[Date Prev][Date Next][Thread Prev][Thread Next][Date Index][Thread Index]

ASN.1 debates about character set encoding



I enclose the following for your interest.

This E-mail originates from Bancroft Scott <baos@oss.oss.com>, who is
the editor of the ASN.1 standards.
They have currently about 3 ways of encoding ISO 10646:

- As a CHARACTER STRING, with an identifier saying which type it is
- As a BMPString, with 2 bytes per character (UCS-2)
- As a GeneralString, with escape sequences designating and invoking one
  of the 5-7 registered ISO character sets for ISO 10646.

The proposed character set encoding method is not UTF-1 or UTF-2.

                 Harald T. Alvestrand


Outcome of discussions on ASN.1 support for 1 byte encoding of ISO 10646
strings, joint ITU-T | ISO meeting in Suresnes, France at the ISO ASN.1
editing meeting.

1. The character set experts at the meeting maintained that RFC 1502 does
   solve the need for better MIME support for European languages in the
   short term.  Or to be more precise, they see a need for the likes
   of RFC 1502, and they maintain that what it proposes is compatible with
   how ASN.1 and BER should be used.

2. The sentiment was that RFC 1502 should consider use of the CHARACTER 
   STRING type instead of embedding the encoded material in an OCTET STRING.
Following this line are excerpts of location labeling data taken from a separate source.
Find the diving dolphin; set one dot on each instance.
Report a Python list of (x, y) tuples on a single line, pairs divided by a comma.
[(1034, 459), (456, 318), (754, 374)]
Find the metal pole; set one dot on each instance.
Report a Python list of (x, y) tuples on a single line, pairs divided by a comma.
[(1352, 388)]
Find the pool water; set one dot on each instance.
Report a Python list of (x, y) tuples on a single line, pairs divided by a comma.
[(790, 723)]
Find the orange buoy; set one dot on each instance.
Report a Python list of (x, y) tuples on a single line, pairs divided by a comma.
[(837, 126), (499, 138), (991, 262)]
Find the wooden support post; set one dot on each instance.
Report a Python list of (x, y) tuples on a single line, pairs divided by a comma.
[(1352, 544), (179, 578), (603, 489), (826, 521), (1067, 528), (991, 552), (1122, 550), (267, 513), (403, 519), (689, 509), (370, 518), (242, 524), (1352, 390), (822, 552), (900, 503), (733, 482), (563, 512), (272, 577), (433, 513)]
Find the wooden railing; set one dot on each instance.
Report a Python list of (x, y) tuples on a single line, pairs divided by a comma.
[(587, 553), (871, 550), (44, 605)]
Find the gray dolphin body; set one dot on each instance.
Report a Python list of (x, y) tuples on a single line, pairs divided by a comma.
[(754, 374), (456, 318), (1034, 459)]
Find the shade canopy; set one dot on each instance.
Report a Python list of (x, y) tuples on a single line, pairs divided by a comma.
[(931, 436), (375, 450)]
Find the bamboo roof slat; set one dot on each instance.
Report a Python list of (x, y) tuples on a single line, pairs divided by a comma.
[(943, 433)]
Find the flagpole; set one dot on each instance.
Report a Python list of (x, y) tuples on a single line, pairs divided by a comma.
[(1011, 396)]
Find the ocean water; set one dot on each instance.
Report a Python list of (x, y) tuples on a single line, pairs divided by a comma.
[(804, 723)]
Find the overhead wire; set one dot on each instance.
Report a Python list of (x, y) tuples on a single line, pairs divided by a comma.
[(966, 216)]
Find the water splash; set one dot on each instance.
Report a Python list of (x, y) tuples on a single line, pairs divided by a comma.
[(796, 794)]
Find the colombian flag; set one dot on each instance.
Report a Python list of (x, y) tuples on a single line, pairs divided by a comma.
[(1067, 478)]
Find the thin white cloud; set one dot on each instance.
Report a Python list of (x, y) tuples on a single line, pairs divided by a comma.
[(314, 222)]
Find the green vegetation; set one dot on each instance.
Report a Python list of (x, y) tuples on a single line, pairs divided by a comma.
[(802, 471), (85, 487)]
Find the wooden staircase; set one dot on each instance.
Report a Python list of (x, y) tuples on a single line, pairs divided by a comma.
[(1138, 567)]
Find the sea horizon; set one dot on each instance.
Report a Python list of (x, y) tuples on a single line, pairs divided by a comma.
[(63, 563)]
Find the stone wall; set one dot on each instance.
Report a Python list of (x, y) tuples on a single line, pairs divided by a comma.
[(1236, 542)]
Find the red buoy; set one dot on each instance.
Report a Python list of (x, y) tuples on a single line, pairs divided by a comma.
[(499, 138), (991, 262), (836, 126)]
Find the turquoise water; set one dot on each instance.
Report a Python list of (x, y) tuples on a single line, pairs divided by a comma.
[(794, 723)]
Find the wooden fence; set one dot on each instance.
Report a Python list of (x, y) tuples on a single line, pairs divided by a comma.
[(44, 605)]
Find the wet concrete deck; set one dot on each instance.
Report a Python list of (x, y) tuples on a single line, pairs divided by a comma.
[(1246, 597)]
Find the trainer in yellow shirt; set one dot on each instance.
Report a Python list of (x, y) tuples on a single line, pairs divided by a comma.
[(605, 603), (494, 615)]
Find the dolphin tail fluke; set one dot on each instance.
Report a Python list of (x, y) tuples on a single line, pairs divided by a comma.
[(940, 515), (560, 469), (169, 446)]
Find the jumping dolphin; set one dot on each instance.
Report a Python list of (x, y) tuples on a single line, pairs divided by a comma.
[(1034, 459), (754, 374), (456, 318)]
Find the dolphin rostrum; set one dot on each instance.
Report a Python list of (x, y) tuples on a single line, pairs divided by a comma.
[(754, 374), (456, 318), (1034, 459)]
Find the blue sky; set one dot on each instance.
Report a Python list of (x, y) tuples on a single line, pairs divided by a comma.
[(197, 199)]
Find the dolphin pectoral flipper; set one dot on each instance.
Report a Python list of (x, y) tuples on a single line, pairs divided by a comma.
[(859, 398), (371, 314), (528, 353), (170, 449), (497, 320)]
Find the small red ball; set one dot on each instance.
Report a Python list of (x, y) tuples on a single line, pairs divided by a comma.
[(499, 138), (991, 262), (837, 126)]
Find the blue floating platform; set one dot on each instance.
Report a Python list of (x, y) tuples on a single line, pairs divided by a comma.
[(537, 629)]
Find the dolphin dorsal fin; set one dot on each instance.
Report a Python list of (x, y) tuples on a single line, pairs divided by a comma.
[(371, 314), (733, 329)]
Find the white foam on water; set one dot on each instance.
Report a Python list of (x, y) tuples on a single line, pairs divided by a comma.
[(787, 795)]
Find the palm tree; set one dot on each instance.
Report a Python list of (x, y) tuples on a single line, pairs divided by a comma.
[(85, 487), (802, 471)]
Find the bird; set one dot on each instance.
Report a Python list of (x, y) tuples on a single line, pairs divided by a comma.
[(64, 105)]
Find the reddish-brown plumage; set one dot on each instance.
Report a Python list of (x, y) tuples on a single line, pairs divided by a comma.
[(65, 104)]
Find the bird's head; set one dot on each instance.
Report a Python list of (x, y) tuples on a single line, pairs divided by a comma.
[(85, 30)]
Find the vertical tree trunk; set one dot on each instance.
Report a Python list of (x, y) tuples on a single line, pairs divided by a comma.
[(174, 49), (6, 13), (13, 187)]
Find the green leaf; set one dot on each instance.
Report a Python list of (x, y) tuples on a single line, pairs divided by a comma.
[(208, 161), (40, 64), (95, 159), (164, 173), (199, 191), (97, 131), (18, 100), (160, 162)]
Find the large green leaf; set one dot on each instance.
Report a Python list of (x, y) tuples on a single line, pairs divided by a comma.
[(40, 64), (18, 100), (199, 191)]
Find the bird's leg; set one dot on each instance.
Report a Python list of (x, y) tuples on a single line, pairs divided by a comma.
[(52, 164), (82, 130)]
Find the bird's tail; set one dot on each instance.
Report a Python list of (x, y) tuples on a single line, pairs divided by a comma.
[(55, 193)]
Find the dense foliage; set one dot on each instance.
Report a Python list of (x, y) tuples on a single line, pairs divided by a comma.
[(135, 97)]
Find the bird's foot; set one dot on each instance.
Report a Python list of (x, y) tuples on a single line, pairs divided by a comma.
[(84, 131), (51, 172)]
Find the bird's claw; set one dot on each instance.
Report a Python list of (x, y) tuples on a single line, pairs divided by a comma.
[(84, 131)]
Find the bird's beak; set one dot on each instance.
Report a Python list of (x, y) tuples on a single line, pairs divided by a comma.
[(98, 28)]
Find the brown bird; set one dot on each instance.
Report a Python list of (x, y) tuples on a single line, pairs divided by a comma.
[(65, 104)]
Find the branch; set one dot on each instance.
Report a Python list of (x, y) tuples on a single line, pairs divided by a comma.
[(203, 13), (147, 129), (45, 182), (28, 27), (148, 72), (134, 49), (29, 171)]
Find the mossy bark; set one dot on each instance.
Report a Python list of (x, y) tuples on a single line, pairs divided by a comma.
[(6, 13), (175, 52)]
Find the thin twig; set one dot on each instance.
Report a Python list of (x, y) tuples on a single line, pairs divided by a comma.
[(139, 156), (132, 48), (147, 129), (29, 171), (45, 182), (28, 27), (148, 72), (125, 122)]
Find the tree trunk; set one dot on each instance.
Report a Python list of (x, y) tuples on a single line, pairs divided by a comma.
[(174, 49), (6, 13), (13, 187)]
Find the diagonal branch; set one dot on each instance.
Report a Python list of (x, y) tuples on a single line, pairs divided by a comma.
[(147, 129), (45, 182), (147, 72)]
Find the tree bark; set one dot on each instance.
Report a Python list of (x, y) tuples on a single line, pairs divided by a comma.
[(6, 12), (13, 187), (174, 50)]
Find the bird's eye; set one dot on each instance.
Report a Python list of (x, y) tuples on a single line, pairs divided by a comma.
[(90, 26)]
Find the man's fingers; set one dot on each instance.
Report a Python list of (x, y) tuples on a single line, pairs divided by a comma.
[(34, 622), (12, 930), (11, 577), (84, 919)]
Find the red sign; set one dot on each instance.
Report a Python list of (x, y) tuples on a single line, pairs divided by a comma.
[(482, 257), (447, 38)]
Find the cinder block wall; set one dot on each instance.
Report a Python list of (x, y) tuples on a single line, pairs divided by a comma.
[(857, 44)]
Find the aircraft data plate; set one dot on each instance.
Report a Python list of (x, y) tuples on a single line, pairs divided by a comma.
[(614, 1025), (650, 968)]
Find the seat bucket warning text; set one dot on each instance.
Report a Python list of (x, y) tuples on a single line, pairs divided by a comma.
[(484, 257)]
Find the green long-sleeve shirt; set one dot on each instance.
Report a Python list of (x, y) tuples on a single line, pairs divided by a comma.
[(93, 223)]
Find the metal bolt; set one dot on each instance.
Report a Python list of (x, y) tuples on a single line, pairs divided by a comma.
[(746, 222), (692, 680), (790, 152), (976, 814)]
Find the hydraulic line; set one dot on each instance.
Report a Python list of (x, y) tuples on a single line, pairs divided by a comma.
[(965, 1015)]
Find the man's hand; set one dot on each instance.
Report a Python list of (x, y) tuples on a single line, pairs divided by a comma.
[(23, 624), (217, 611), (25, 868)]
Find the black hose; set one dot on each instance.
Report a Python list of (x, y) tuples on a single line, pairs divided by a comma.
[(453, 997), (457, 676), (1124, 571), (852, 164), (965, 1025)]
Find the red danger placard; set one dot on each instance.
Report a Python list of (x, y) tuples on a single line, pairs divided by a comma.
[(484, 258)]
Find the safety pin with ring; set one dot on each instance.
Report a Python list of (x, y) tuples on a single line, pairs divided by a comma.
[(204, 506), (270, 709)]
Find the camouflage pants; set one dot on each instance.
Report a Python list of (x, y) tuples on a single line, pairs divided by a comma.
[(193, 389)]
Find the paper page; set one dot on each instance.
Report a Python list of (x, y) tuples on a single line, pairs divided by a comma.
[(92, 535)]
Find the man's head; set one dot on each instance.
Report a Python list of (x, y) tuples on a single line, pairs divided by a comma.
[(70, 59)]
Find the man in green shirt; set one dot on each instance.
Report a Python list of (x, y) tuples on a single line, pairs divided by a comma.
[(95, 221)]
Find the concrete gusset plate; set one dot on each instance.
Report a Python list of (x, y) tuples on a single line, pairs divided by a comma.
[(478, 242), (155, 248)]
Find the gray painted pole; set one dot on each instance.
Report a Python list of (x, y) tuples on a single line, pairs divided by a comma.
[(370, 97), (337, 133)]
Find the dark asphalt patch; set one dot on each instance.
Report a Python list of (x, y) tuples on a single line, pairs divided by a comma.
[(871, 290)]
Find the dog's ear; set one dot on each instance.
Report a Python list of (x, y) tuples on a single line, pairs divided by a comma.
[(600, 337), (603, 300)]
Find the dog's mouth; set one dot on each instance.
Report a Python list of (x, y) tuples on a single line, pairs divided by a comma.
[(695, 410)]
3. There was much sentiment for the usefulness of being able to
   encode an ISO 10646 character in a single octet, but no National Body
   except the U.S. was willing to push forward with this idea (the U.S.
   proposal gives all languages equal access in selecting which row is
   used for the 1 octet encoding).  The stated reason for not wanting
   a single octet ISO 10646 encoding was that this is an SC2 matter and 
   they did not wish to be party to in effect undoing an SC2 resolution.
   At the end of the day all National Bodies except the U.S. and France 
   abstained in voting on this matter (they maintained that it was a U.S. 
   / France fight). France maintained its NO vote on the idea of having a 
   single octet per character encoding for ISO 10646 strings, and the U.S. 
   voted YES. Since there was a deadlock and the text was already in the 
   base document, the vote was resolved by remaining with the status quo -
   so there is now no BER support for encoding ISO 10646 character
   strings one octet per character.

4. All National Bodies at the meeting agreed that the Packed Encoding
   Rules of ASN.1 should continue to support the encoding of ISO 10646
   characters in the fewest number of bits needed to preserve the 
   semantics of each character.